The life cycle of most of these sorts of fungi is similar for the biggest part but there can be differences in how spores are released which is sort of a detail though it helps to identify mushrooms. Very simply put you need at least two spores to germinate and form a network of strands called a mycelium (by feeding on substrate or medium), when these meet they can mate, a bit like a sperm and egg but more equal (gender equality ftw). The resulting mycelium is genetically 'unified' then and is now able to reproduce sexually itself. Resources are gathered in knots which then turn into pins (primordiae) which are "pre-mushrooms". These are then mostly inflated with water and the development is finished so that they can release spores. So the mycelium is the body of the fungus usually invisible in the ground and mushrooms are merely the sex organs spreading progeny.
Propagation of fungi can happen in different ways, two major ones being:
- you can put a big amount of spores on a medium (meaning agar petri dish here), or substrate. With agar you can clean this up, by transfering small pieces of mycelium a few times you can isolate a winning set of genetics out of the ones that germinated from the spores... they can combine if they are compatible in a process called anastomosis... so they have a big brawl and the winning cultures can be picked.
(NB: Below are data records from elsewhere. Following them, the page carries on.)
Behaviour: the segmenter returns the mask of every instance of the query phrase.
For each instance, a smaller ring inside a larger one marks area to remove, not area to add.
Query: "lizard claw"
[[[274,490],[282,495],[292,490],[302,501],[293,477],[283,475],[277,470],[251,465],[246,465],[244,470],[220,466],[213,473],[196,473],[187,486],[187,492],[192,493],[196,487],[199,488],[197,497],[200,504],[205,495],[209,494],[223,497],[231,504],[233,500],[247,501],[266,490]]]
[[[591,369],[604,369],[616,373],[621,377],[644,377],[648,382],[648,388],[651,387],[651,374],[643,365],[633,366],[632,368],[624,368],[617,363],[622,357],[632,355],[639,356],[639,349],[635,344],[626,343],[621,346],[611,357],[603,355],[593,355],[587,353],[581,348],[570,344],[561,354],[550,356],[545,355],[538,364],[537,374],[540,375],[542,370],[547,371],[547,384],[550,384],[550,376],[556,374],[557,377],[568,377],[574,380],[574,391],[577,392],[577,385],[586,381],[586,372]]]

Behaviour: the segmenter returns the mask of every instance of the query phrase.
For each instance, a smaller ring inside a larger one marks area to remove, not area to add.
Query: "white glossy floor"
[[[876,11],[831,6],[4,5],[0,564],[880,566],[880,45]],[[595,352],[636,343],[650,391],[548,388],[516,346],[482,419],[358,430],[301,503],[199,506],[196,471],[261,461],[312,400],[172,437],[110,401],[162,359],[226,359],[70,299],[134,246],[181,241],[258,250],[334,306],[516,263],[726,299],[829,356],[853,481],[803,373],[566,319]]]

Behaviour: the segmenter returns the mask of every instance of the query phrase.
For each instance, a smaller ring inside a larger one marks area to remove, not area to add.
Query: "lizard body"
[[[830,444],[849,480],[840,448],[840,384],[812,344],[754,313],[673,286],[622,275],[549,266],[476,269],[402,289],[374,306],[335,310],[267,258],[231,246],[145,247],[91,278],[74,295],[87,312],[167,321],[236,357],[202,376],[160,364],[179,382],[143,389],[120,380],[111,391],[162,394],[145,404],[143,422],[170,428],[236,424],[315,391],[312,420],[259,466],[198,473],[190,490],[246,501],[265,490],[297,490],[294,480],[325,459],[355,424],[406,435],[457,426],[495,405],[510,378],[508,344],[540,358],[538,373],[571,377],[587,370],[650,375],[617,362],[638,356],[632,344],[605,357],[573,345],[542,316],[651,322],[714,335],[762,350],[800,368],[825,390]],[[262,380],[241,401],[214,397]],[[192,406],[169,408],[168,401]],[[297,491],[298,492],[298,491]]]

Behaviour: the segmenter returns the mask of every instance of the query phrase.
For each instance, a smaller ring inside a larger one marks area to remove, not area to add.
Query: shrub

If you clean this up you create a monoculture - one set of genetics means more reliable grows, however it is impossible to predict what you are really getting at this stage so you'll have to test.
- you can take a mushroom and under sterile conditions take out a piece of it from the inside where nothing could have infected it, then if you put this on agar it will grow into a mycelium and you will have cloned it. This is a common way to work with wild mushrooms but you can also make a spore print and use the spores as described.
So if you trade or buy, cultures are just pieces of mycelium. Liquid culture is mycelium drifting in a liquid.
Not sure if you can buy chicken of the woods spawn, if so you don't need to know the life cycle and you don't need to propagate, just grow.